Assim que o rei D Manuel e, a seguir, seu filho e sucessor D. João III deflagraram, por volta de 1499, o processo que iria impor de vez o poder do Estado e estabelecer a monarquia centralizada em Portugal, ficou evidente que o sistema judiciário seria um aliado natural na obtenção daqueles propósitos. "Racional" e sistemática, a instituição oferecia à Coroa os mais amplos e eficientes mecanismos de controle sobre a população – o que incluía não só o próprio código penal, mas também o arquivamento de dados sobre os súditos, uma novidade na época.
A interpretação e aplicação da justiça ajudava a manter intacto um dos preceitos fundamentais do mundo ibérico: o de que se tratava de uma sociedade na qual havia homens de "maior condição" e de "baixa condição". Tal desigualdade fazia parte da representação mental coletiva, era algo "natural", sendo, por isso mesmo, sancionada pela lei do reino. Os crimes eram punidos de acordo com "a qualidade" do infrator, fosse ele "peão" ou "fidalgo".

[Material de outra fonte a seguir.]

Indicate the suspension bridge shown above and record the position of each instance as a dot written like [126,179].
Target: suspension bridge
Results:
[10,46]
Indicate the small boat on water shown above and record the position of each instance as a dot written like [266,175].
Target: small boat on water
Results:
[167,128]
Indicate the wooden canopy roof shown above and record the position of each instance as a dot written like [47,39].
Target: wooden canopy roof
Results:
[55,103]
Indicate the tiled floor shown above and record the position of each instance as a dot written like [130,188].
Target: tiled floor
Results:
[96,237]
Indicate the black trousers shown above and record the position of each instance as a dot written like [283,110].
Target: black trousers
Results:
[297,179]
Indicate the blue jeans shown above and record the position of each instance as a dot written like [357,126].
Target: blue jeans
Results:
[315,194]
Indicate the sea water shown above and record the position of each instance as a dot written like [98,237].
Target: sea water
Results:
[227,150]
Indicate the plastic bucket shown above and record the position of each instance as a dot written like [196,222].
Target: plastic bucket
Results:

Peões (ou "homens a pé", que não podiam servir ao rei com cavalo, como "cavaleiros") eram pessoas de "baixa condição". A "pena vil" (pena de morte) e os açoites eram reservados exclusivamente a eles. Acima dos peões, escalonavam-se as pessoas de "maior condição": escudeiros, cavaleiros, vereadores, escrivães e magistrados – muitos deles fidalgos (ou seja, "filhos de algo"), tidos como gente "limpa e honrada" e, portanto, livres de açoites e da condenação à morte (a não ser em casos excepcionais).
No topo do sistema judiciário, se achava o Desembargo do Paço. Lá, despachavam os desembargadores, cujos decretos podiam ser equiparados aos do próprio rei, pois eles estavam autorizados a "dispensar a lei ou reformulá-la". Os desembargadores usufruíam de uma série de privilégios: isenções de impostos, pensões, comendas, imunidades e os mais altos salários da burocracia estatal. Natural, portanto, que muitos almejassem se tornar desembargadores. Infelizmente, para a maioria dos pretendentes, as promoções não dependiam de competência, idade, graus universitários ou desempenho na carreira, estando mais ligadas ao fato de "ter ou não o progenitor do pretendente servido à Coroa".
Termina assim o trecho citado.